Previously, I would have said Loyalty is a mechanic that means zero in my games (because of my play style). I have lately started playing games on Epic Speed, and loyalty has been a big factor for me so far.
 
Unlocking Policies. I agree it’s rare you need to unlock policies with Gold because of free changes with Civics. But at the same time, I think unlocking policies with Civics works really well. If you changed it to only unlocking via gold or made the penalties for changing policies too great, I think you’d just end up discouraging players from swapping cards at all.

War Weariness. I think WW is actually fine. The real problem is just how irrelevant Amenities, Happiness etc feel in general. Perhaps the game needs other sorts of weariness too, like economic or social weariness if your focusing on chopping or production too much. I don’t know really. I guess I just file War Weariness etc in the box marked “cool growth / happiness / amenities / maintenance mechanics that sadly don’t actually do anything”. So sad.

Free Cities. It’s obvious Free Cities were only introduced as a bit of kluge - basically, you couldn’t have Cities just flipping to other Civs right away, otherwise it was too powerful. I’d really like Free Cities to be more interesting. But I also don’t want a bunch of new mechanics around them. I certainly don’t want them turning into City States - that would be totally broken. So, yeah, I think Free Cities just remain this sort of slightly odd transition mechanic.
 
Glad I found this thread as I just yesterday started to realize I don't understand the mechanism by which City States expand their borders. I've just recently noticed them gaining tiles when I complete their quest, like immdiately. Also maybe once when I manually assigned an envoy? But surely this doesn't happen EVERY time you send an envoy, does it? And what about the AI? Do they even get envoys from quests? It always seems they assign a lot less envoys than I do, and I bank envoys a lot from mid-game onwards. And does AI assigning an envoy to a CS give them a tile?

Of course there is nothing in the Civilopedia about CS quests. So this counts as invisible, right?
 
Glad I found this thread as I just yesterday started to realize I don't understand the mechanism by which City States expand their borders. I've just recently noticed them gaining tiles when I complete their quest, like immdiately. Also maybe once when I manually assigned an envoy? But surely this doesn't happen EVERY time you send an envoy, does it? And what about the AI? Do they even get envoys from quests? It always seems they assign a lot less envoys than I do, and I bank envoys a lot from mid-game onwards. And does AI assigning an envoy to a CS give them a tile?
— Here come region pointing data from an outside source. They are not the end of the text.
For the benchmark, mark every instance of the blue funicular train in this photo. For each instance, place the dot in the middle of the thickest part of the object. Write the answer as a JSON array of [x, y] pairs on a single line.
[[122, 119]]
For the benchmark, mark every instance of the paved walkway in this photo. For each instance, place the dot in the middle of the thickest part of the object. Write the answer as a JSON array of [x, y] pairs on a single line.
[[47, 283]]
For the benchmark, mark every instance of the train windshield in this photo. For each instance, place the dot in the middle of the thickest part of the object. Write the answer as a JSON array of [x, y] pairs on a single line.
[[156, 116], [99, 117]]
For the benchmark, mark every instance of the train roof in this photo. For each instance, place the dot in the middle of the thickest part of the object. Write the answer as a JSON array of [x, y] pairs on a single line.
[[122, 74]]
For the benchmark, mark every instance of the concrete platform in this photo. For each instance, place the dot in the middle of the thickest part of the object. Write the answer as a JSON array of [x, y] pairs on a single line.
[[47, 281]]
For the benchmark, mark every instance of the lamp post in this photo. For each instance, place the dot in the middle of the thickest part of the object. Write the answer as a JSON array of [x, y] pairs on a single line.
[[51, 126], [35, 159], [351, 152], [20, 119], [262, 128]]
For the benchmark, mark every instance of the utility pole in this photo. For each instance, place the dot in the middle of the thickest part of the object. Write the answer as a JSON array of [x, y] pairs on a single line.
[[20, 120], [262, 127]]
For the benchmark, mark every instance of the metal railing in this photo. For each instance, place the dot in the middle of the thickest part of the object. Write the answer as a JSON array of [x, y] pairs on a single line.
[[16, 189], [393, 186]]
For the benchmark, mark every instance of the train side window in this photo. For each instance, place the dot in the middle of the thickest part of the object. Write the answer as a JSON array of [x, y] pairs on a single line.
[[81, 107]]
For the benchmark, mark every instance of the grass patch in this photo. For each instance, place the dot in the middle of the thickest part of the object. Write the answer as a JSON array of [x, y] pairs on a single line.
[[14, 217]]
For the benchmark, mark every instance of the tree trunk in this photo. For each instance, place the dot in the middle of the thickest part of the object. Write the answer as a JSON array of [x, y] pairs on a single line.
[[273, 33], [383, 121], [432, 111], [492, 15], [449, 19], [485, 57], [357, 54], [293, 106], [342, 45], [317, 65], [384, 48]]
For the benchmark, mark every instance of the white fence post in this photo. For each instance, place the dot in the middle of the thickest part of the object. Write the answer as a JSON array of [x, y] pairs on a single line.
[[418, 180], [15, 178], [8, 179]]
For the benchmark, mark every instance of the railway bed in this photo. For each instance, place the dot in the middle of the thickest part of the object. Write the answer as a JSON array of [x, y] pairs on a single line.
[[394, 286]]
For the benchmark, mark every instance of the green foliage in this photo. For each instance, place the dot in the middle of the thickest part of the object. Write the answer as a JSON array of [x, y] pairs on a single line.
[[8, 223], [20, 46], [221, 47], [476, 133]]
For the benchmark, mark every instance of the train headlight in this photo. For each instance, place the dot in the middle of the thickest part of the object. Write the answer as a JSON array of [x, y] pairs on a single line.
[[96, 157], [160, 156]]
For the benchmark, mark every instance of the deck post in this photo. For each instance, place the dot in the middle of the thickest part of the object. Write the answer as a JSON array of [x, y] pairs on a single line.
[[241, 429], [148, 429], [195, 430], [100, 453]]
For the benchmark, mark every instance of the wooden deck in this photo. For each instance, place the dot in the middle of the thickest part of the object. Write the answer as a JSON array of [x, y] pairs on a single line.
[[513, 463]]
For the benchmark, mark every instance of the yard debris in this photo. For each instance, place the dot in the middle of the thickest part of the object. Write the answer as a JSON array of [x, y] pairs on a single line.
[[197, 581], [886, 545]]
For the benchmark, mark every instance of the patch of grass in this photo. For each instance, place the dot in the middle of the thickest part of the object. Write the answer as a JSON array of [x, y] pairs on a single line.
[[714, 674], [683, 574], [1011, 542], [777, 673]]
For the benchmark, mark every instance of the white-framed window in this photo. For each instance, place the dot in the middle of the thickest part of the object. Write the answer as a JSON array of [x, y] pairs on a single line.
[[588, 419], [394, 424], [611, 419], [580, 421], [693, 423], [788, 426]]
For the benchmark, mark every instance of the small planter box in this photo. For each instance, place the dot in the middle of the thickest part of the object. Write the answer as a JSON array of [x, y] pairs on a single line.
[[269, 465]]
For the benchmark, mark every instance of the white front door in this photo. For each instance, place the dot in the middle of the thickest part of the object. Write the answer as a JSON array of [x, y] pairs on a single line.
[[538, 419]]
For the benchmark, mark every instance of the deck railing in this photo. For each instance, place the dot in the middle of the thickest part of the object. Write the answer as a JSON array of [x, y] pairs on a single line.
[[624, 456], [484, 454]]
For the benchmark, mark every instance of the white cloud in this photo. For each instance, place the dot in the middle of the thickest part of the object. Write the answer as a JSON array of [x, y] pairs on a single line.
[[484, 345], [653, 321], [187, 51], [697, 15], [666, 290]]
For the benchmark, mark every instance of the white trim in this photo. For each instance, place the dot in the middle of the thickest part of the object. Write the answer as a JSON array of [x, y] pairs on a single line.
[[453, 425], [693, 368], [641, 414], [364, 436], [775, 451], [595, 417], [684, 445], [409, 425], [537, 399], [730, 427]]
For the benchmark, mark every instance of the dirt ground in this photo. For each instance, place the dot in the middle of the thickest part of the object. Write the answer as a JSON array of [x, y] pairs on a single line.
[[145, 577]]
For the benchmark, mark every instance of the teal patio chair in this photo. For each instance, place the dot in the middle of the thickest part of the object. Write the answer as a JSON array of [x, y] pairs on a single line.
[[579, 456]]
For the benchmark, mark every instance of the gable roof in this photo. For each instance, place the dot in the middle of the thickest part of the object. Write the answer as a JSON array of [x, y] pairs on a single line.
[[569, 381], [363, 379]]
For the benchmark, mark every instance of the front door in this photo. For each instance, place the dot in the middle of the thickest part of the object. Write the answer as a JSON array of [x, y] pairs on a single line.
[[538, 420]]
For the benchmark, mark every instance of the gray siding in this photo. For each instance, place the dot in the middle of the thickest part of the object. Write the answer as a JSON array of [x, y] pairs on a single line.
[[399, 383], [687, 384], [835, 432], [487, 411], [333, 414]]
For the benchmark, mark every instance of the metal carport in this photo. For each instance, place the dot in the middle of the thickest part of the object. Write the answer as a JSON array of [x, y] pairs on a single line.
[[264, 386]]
Of course there is nothing in the Civilopedia about CS quests. So this counts as invisible, right?
City States only acquire new tiles via placed envoys. Happens every time regardless of human or AI. There's a specific column for this called CanAnnexTilesWithReceivedInfluence. That's one reason I'm usually careful about placing envoys in CSs that are very close to my own cities. However, I've also modded them so they can buy tiles with gold too for a bit of added tension over claiming tiles.